14 Apr 2017

This is a technical post series about **pure** functional
programming. The intended audience is general programmers who are
familiar with closures and some functional programming.

We're going to be seeing how *pure* functional programming **differs**
from regular "functional programming", in a significant way.

We're going to be looking at a little language theory, type theory, and implementation and practice of pure functional programming.

We'll look at correctness, architecture, and performance of pure programs.

We're going to look at code samples in C#, JavaScript and SQL. We're going to look at Haskell code. We're going to look at assembly language.

In closing we'll conclude that typed purely functional programming
*matters*, and in a different way to what is meant by "functional
programming".

Hold onto yer butts.

## In this post

Firstly, we'll start with a pinch of theory, but not enough to bore you. We'll then look at how functional programming differs from "pure" functional programming. I'll establish what we mean by "side-effects". Finally, I'll try to motivate using pure languages from a correctness perspective.

## Types and Functions

A function is a relation between terms. Every input term has *exactly
one* output term. That's as simple as it gets.

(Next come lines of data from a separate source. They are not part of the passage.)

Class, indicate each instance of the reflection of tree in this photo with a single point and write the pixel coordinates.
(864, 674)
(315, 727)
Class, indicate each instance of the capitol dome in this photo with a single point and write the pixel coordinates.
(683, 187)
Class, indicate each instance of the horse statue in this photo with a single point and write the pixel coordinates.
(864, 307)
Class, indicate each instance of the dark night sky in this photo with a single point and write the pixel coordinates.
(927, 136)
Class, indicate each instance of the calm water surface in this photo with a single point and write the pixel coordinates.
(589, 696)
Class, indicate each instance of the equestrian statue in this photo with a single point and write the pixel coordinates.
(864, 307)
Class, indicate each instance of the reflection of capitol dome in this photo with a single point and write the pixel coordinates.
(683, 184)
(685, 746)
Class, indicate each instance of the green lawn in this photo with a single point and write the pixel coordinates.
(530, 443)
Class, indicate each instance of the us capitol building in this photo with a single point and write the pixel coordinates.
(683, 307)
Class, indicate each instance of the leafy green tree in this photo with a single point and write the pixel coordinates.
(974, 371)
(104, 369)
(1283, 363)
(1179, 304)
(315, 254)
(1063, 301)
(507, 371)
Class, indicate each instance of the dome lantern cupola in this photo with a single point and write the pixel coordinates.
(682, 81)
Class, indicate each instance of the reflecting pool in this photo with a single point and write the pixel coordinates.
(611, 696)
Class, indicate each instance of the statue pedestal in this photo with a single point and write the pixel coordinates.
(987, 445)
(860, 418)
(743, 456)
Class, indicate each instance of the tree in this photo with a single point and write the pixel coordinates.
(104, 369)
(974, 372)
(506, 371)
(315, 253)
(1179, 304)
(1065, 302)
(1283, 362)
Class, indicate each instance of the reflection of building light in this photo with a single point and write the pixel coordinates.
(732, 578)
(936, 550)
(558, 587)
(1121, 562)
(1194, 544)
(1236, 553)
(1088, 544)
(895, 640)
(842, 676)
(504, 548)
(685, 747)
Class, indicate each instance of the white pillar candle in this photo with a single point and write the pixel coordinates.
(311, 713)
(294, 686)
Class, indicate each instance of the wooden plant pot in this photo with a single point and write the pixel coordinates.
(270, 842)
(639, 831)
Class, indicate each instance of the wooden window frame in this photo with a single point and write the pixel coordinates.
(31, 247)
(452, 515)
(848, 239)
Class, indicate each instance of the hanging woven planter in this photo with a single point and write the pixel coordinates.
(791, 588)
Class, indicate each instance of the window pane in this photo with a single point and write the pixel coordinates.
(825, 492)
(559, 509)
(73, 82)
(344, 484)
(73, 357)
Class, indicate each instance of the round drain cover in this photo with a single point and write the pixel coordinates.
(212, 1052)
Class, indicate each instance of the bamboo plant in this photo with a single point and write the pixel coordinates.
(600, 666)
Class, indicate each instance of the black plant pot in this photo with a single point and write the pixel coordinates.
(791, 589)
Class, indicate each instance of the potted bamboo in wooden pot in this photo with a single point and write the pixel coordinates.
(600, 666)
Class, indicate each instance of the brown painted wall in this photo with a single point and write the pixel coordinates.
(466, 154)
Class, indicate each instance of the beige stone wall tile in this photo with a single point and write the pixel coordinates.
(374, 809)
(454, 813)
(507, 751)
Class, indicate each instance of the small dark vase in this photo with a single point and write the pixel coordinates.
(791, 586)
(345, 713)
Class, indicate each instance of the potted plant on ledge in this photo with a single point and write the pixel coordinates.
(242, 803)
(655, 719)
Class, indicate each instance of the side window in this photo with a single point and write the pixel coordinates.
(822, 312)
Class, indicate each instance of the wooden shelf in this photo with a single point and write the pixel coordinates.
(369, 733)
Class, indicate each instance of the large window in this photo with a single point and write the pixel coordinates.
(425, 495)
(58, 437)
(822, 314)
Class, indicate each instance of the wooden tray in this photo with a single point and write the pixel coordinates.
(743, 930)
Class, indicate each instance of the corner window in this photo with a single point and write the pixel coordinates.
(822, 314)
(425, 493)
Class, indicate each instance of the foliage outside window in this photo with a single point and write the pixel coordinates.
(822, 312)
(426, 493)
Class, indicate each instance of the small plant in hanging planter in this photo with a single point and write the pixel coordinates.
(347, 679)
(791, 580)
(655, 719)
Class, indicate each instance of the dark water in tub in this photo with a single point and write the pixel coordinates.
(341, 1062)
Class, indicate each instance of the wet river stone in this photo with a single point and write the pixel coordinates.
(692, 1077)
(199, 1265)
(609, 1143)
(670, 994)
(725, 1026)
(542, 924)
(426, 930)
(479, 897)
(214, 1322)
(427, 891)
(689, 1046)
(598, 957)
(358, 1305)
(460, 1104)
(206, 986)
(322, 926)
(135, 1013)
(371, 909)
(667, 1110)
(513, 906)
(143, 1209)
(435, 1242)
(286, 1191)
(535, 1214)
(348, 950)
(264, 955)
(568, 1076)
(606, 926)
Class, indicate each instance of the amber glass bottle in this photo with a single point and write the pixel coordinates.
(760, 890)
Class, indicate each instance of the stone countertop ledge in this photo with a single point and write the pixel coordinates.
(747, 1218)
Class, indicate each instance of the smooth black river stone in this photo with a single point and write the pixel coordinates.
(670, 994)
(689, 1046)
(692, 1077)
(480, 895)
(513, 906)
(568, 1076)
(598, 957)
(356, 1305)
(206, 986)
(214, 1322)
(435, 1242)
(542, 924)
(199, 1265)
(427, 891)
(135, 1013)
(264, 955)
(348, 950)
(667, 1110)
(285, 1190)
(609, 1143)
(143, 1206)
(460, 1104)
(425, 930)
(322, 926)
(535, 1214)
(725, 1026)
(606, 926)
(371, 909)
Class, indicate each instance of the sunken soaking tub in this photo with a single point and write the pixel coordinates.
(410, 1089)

In type theory, it's described in notation like this:

*f : A → B*

Inputs to *f* are the terms in type *A*, and outputs from *f* are the
terms in type *B*. The type might be `Integer`

and the terms might be
all integers .., `-2`

, `-1`

, `0`

, `1`

, `2`

, ...

The type might be `Character`

and the terms might be `Homer`

, `Marge`

,
`SideShowBob`

, `FrankGrimes`

, `InanimateCarbonRod`

, etc.

This is the core of functional programming, and without type theory, it's hard to even talk formally about the meaning of functional programs.

Get it? I thought so. We'll come back to this later.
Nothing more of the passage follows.